I did not see the 2001 movie of the same title that has been adapted to the stage of the Walter Kerr Theatre by Craig Lucas (book) and score by Daniel Messe (rambling unmemorable background music) and Nathan Tysen/Daniel Messe (simplistic lyrics). No comparisons here.
This whole seemingly well-intentioned but misbegotten one act project has been directed by Pam MacKinnon of Who’s Afraid of Virginia Woolf? fame with musical staging that amounts to stylized movements by Sam Pinkleton.
How did this overblown bland children’s show get to Broadway? Phillipa Soo of the lovely voice and her co-star Adam Chanler-Berat of the quirky charm are the obvious answer. Both are excellent but they do not actually start up a relationship until the end of the show. And so AMELIE doesn’t catch the gold ring but meanders along in short vignettes with various narrators to urge the absence of a plot along slowly and unsurely.
Is it a fantasy? Is it a metaphor? Perhaps a bit of everything that never ignites our imaginations.
This supposedly takes place in Paris. Could have fooled me. There is nothing French about this working-too-hard to be charming show except a menu. Not even a “Bonjour.”
Amelie starts off as a young girl played by a shrill Savvy Crawford belying her name. Her parents are so concerned about her racing weak heart that they home school her.
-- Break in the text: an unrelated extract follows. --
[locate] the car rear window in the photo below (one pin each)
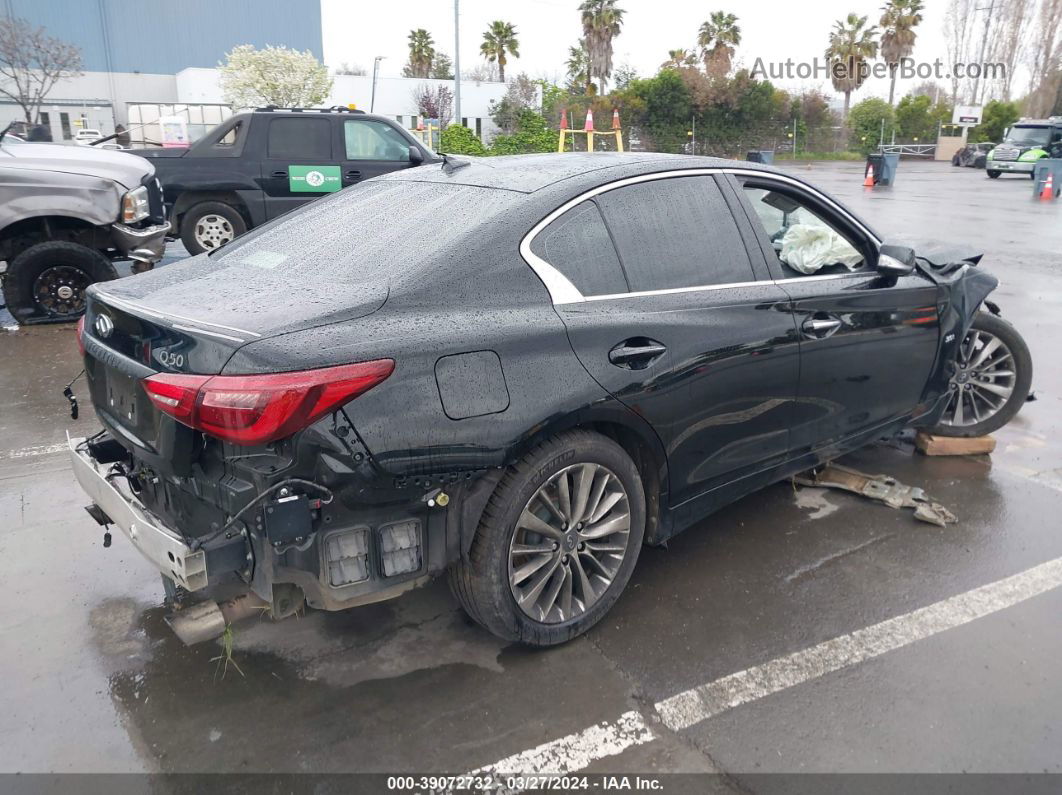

Her only friend is a goldfish she names Fluffy – Paul Whitty) that is quickly set adrift in the sea – as is the audience.
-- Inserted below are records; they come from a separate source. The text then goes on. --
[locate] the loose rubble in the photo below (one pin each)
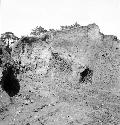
(70, 78)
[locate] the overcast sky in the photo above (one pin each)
(20, 16)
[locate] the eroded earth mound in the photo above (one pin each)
(72, 78)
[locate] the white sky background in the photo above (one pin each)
(21, 16)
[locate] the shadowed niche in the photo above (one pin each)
(9, 82)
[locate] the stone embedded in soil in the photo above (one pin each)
(66, 80)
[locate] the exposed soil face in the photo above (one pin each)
(72, 78)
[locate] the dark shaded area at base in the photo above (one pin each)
(9, 82)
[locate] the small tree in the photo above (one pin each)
(38, 31)
(8, 38)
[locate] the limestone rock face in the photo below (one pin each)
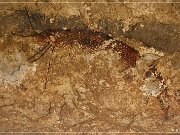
(89, 67)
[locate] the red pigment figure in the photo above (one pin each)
(154, 84)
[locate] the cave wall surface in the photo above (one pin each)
(94, 66)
Amelie escapes to Paris to work in a café. Friendless again. Her mother is killed by a tourist represented here by a Thanksgiving Day Parade like balloon who jumps off of Notre Dame. Her dad then creates a Gnome Memorial (David Andino) to his wife. Still thinking of going?
Princess Diana is killed in a car crash giving new meaning to Amelie’s life. She will help others. Anonymously. She’s still friendless except for a neighbor (Tony Sheldon) who has been painting a reproduction Renoir for a very long time – longer than the 1 hour fifty minutes it takes to slog through this unmusical musical.
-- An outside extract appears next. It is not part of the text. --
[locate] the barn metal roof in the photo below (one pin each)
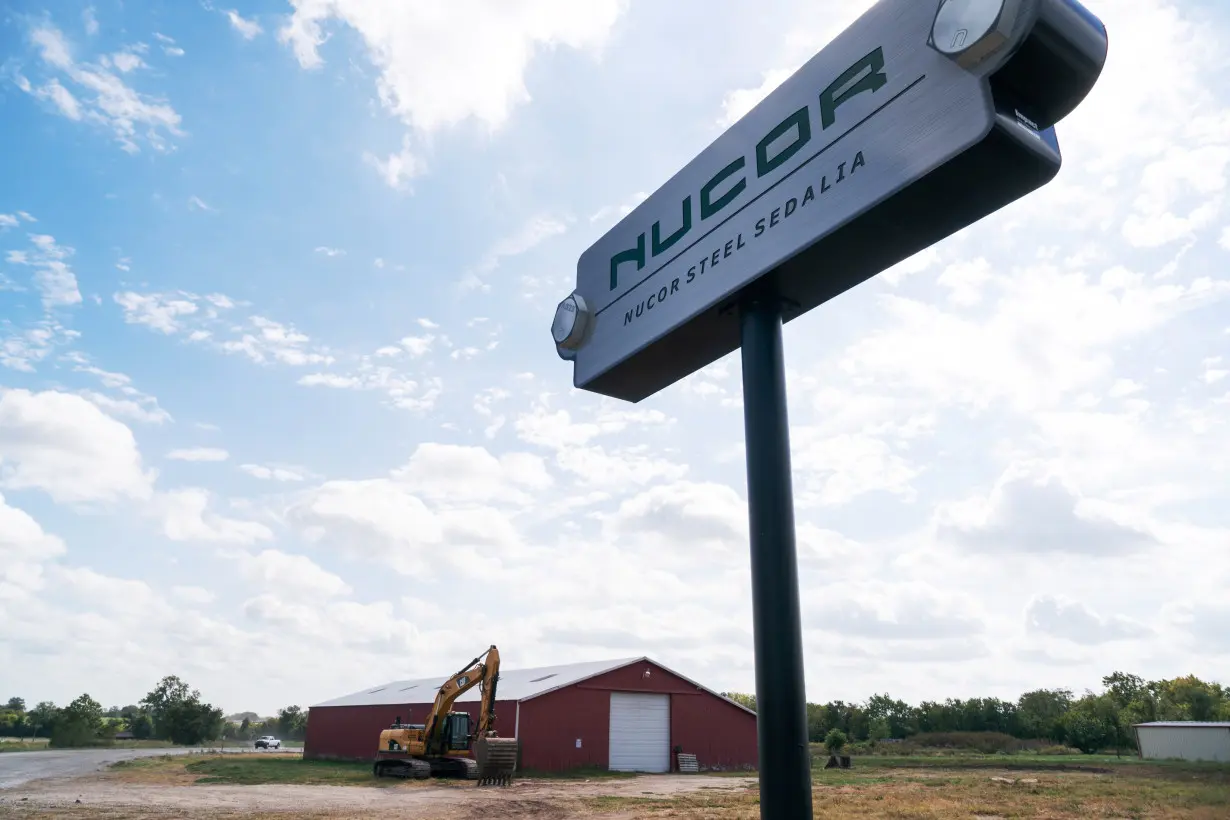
(514, 685)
The all types, all shapes and sizes ensemble portray the other characters. Not much is developed or develops. Until Amelie meets Nino (Adam Chanler-Berat) – who collects discarded photos from one of those photos booths of the past still found in Paris.
He works in a porn shop PEEP-O-RAMA and he wants to connect with Amelie but she has deep rooted fears of connecting with anyone. Fears going back to her mom teaching her a Zeno’s Paradox – two objects can never meet. Could this be the first Freudian unmusical?
I was fearful that’s Amelie’s weak heart would be her undoing as she scampers up and about and across David Zinn lackluster set where armoires stacked high remind one of Disney – we half expect them to come to life and enliven the proceedings.
Bonne chance! Please keep in mind that no good deed goes unpunished.